Michael Coteau, who is also the minister of children and youth services, talked with about 20 people aged 30 or younger Thursday about their experiences with intolerance.
Racism has always been in Hamilton, said Coteau. There is just more awareness since the U.S. election in November.
He believes education is the best way to combat it.
Coteau talked with The Spectator on Friday about how Hamilton can be part of the solution. This interview has been edited for length.
What were the main messages from the meetings in Hamilton Thursday?
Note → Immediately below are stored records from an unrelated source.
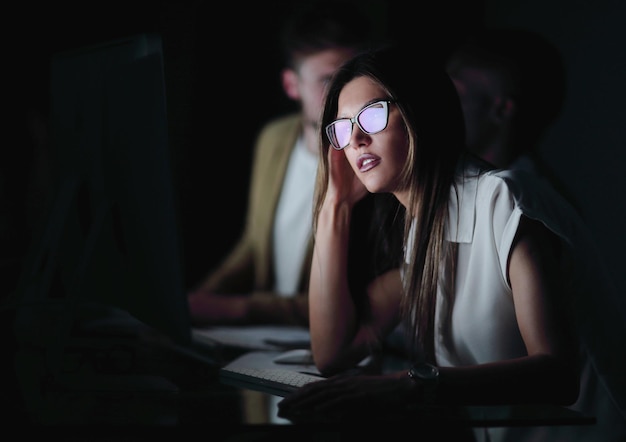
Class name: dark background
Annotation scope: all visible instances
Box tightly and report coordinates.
[0,0,626,432]
[6,0,626,332]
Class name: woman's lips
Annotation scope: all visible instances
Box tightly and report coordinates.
[356,153,380,172]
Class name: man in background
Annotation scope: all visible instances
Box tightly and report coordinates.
[188,1,373,326]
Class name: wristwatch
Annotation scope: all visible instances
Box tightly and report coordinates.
[409,362,439,402]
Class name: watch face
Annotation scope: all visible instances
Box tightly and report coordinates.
[411,364,439,379]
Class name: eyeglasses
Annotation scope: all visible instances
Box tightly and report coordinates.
[326,100,392,150]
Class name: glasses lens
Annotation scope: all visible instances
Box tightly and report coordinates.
[326,118,352,149]
[358,101,388,134]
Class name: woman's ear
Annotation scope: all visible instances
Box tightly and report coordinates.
[281,68,300,101]
[493,96,516,122]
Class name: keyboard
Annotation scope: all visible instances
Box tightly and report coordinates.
[219,366,324,397]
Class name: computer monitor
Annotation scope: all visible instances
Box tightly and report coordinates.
[17,34,191,345]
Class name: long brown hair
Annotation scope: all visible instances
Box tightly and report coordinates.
[313,46,465,361]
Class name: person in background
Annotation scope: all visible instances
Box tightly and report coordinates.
[278,45,626,442]
[446,28,565,173]
[188,1,373,325]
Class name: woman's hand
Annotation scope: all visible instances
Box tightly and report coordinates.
[327,147,367,207]
[278,373,419,423]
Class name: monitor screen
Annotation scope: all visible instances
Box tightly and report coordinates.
[14,34,190,344]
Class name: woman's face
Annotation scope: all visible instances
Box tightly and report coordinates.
[337,77,409,193]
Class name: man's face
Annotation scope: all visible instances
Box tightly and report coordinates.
[297,48,354,127]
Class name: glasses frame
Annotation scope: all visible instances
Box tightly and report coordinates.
[325,100,393,150]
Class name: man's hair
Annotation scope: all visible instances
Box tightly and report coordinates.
[280,0,373,68]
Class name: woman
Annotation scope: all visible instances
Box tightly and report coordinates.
[279,47,626,441]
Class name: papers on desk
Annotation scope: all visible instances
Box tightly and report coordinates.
[192,325,311,351]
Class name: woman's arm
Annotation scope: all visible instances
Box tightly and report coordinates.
[438,218,579,404]
[279,220,579,419]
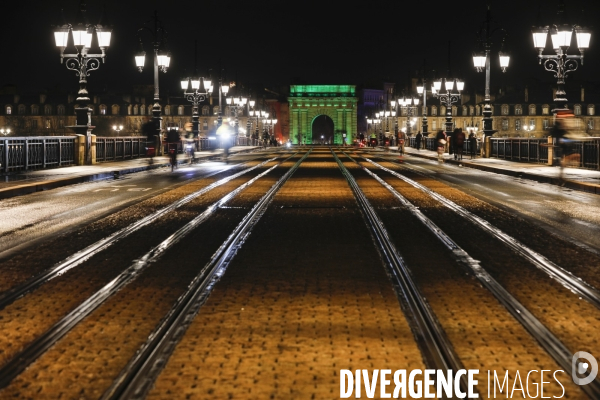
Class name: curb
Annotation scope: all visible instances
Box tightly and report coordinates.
[404,152,600,194]
[0,163,169,199]
[0,148,262,200]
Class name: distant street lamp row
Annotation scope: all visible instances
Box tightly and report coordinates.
[367,0,592,148]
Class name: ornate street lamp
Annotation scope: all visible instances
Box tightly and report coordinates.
[181,76,212,139]
[246,100,256,145]
[54,0,112,165]
[433,78,465,135]
[248,107,269,144]
[473,1,510,141]
[532,0,592,109]
[398,97,419,136]
[225,89,248,144]
[135,10,171,148]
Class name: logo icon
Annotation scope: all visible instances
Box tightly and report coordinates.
[571,351,598,386]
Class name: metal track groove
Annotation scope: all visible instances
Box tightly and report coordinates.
[355,158,600,399]
[363,157,600,309]
[0,157,277,310]
[0,154,296,388]
[332,152,467,391]
[101,150,312,400]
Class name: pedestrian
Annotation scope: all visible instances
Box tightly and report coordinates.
[452,128,465,161]
[469,132,477,160]
[435,129,447,162]
[398,131,408,155]
[415,131,423,150]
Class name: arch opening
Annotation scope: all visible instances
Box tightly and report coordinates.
[312,114,334,145]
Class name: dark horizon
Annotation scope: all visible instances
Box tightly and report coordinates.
[0,0,600,95]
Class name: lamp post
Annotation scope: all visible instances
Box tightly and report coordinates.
[54,0,112,165]
[246,100,256,146]
[248,108,269,145]
[225,90,248,144]
[181,76,212,139]
[417,78,436,136]
[433,78,465,135]
[532,0,592,109]
[473,1,510,143]
[398,97,419,136]
[135,10,171,153]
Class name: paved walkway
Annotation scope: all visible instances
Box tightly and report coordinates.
[0,146,260,199]
[0,146,600,199]
[390,147,600,194]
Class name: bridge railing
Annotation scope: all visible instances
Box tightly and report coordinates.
[490,137,600,170]
[0,136,75,173]
[96,136,148,162]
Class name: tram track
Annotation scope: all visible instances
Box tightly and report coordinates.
[0,150,302,394]
[0,158,276,310]
[344,153,600,398]
[332,151,468,393]
[102,151,310,399]
[0,152,302,388]
[0,151,600,399]
[365,153,600,309]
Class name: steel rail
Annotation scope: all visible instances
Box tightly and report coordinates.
[332,151,467,393]
[347,155,600,399]
[0,155,300,388]
[101,149,312,400]
[363,157,600,309]
[0,157,277,310]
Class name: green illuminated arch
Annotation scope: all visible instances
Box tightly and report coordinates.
[288,85,358,145]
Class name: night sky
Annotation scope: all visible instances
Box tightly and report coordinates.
[0,0,600,94]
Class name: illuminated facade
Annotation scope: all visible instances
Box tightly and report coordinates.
[288,85,358,144]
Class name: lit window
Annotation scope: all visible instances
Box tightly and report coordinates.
[529,104,535,115]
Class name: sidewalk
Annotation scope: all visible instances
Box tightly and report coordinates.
[390,146,600,194]
[0,146,261,199]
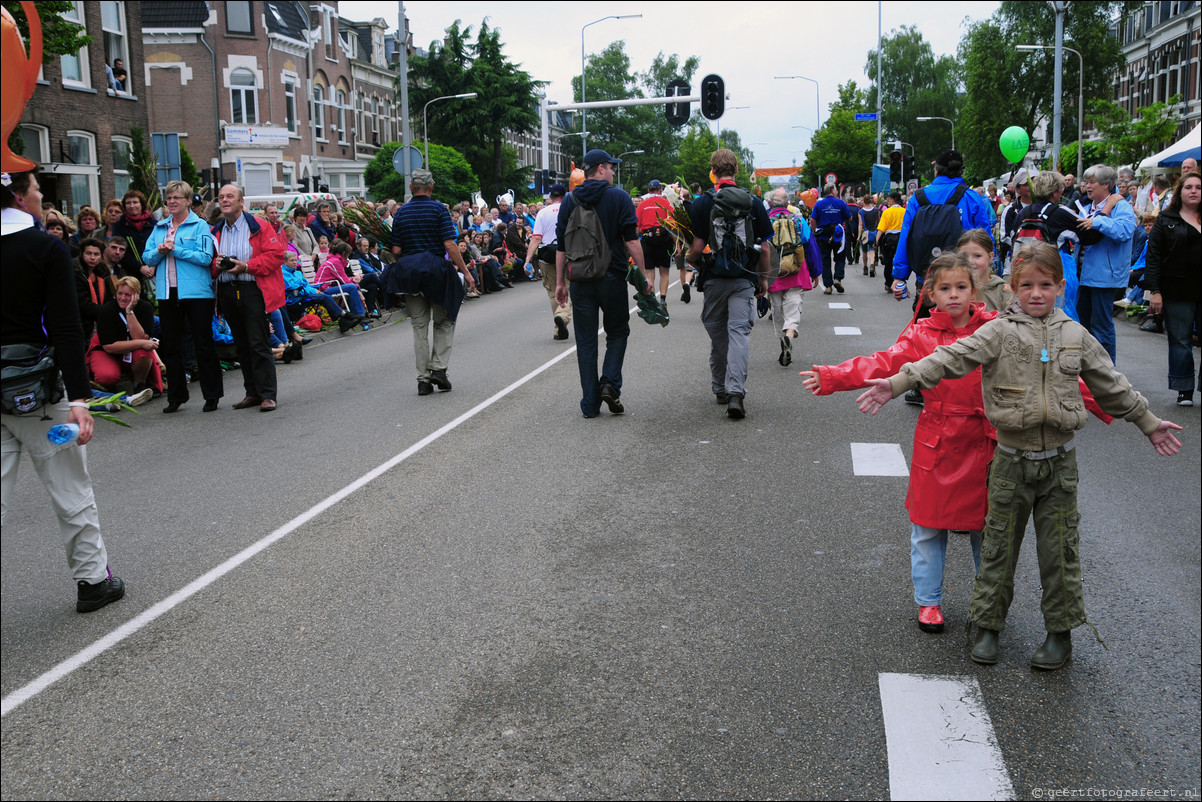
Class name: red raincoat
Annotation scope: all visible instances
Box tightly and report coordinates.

The big message I got from the people is that there is a lot of work to be done in Hamilton. The young people I spoke to talked about some of the challenges they have. The pieces around Islamophobia and other forms of racism were brought up. The biggest piece that was brought forward is that Hamilton wants to be part of this provincial solution and they have a lot to contribute.
You went on a tour in the fall. What were the main things you found?
We learned about feelings and attitudes around anti-black racism, indigenous racism and Islamophobia, which seems to be rising here in the province. The things I would say that came out the most in all our consultations, including Hamilton, is that you have to focus on awareness and public education … Municipalities need to be part of the provincial solution and the antiracism directorate really needs to be set up in a way that allows for it to survive the changes of government.
How have your strategies to combat racism changed since the U.S. election?
We saw what happened in Quebec. We see the rhetoric that is coming out of the United States. But let’s make no mistake, I was in Hamilton in the fall and I went to the mosque that young men tried to firebomb. These types of acts of hatred exist in Ontario and they have existed for years. There is probably a heightened sense of awareness. I’m not sure if there is an increased amount of incidents. But I do know people are sharing more information now about these incidents that are taking place. I think now more than ever is the time for us to continue to move in this direction.
What do you see as the best solutions?
The No.1 thing we heard across the province that I would agree with is public education and awareness … Getting people aware of the fact that in Canada every single person outside of our indigenous community has a newcomer past. It could be two or three hundred years or it could be two or three years, but we all come from somewhere else. It is having people understand that when we do have newcomers coming here, they are doing the same thing my parents did or someone’s grandparents did. It’s to find a better life for their children, their future and themselves.
We’ve had a lot Syrian refugees come to Hamilton — more than 1,100. Have you found issues with racism toward this group?
You hear it constantly where people say, “We should take care of ourselves before we take care of other people” or “There are too many refugees coming in.” You hear that type of rhetoric all the time … We have 250,000 people coming in each year to this country. They are all newcomers and they are all from different parts of the world. As Canadians, the best thing we can do to continue to build a strong economy, to build a strong country and to share those values, is to really embrace those people and look for ways to make sure they are set up for success.
The Spectator’s Joanna Frketich spoke with Michael Coteau, Ontario’s anti-racism minister. Coteau is also minister of children and youth services.